Читать книгу More Straight Talk on Investing - John J. Brennan - Страница 18
Stocks
ОглавлениеStocks represent ownership. If you own a share of Google stock, then you are a part-owner of Google. That gives you the right to vote on certain policy issues, and it means that you share in the company's business results. If the company does well, you can benefit in two ways: (1) The value of your stock rises, so you could sell it at a profit if you so desire, and (2) The company passes along profits to you and the other owners in the form of a dividend. On the other hand, if the company does poorly, your stock can fall in value and dividend payouts can be cut or ceased altogether. In the worst case, the company could go bankrupt and leave your stock utterly worthless.
What makes a company do well or poorly? There are many variables. A company with prudent management, a sound business strategy in an attractive industry, and high-quality products or services that steadily sell is likely to do well.

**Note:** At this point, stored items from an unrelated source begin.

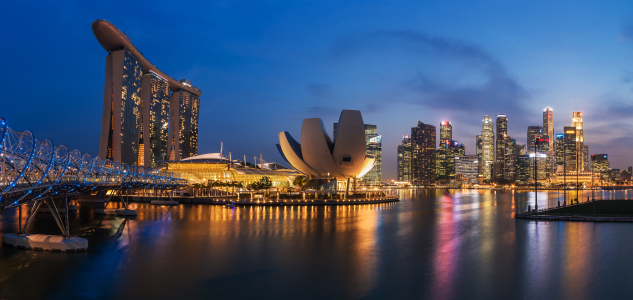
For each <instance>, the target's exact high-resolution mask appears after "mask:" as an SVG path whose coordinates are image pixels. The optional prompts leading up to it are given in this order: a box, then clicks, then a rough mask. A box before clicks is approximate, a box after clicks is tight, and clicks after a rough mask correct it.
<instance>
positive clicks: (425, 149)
mask: <svg viewBox="0 0 633 300" xmlns="http://www.w3.org/2000/svg"><path fill="white" fill-rule="evenodd" d="M435 137H436V129H435V126H433V125H430V124H424V123H422V122H420V121H418V126H417V127H413V128H411V151H412V156H411V173H412V177H413V184H414V185H424V186H428V185H431V184H433V183H435V180H436V176H435V167H436V166H435V147H437V146H436V145H437V143H436V141H435Z"/></svg>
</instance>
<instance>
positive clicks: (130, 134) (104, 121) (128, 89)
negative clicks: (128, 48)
mask: <svg viewBox="0 0 633 300" xmlns="http://www.w3.org/2000/svg"><path fill="white" fill-rule="evenodd" d="M142 74H143V72H142V66H141V64H140V63H139V61H138V60H137V59H136V58H135V57H134V56H133V55H132V54H131V53H130V52H128V51H127V50H126V49H123V50H118V51H112V52H110V54H109V55H108V56H106V74H105V87H104V95H103V118H102V122H101V138H100V143H99V156H100V157H102V158H104V159H110V160H113V161H120V162H121V163H125V164H128V165H134V164H136V163H137V161H138V143H139V139H140V126H141V77H142Z"/></svg>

But other, external forces will also affect a company's prospects. These forces include interest rates and other economic factors, new technologies, competition, government regulation and legislation, and customer preferences. In addition to all those pragmatic influences, a company's stock can rise or fall due to investor sentiment, which is fickle and more difficult to forecast than the weather. In addition, even the smartest company leaders can make mistakes that affect the stock price. As such, many people view stocks as the riskiest investment among the three asset classes.
Stocks are risky—over the short term. As traders constantly second-guess each other about market trends and analysts make predictions, stock prices jump around from day to day and month to month. However, over long periods, stocks as a group have rewarded investors more than any other investment. Since 1926 through 2019, stocks have provided average annual returns of 10.3% a year.
A final note: Stocks are often called equities.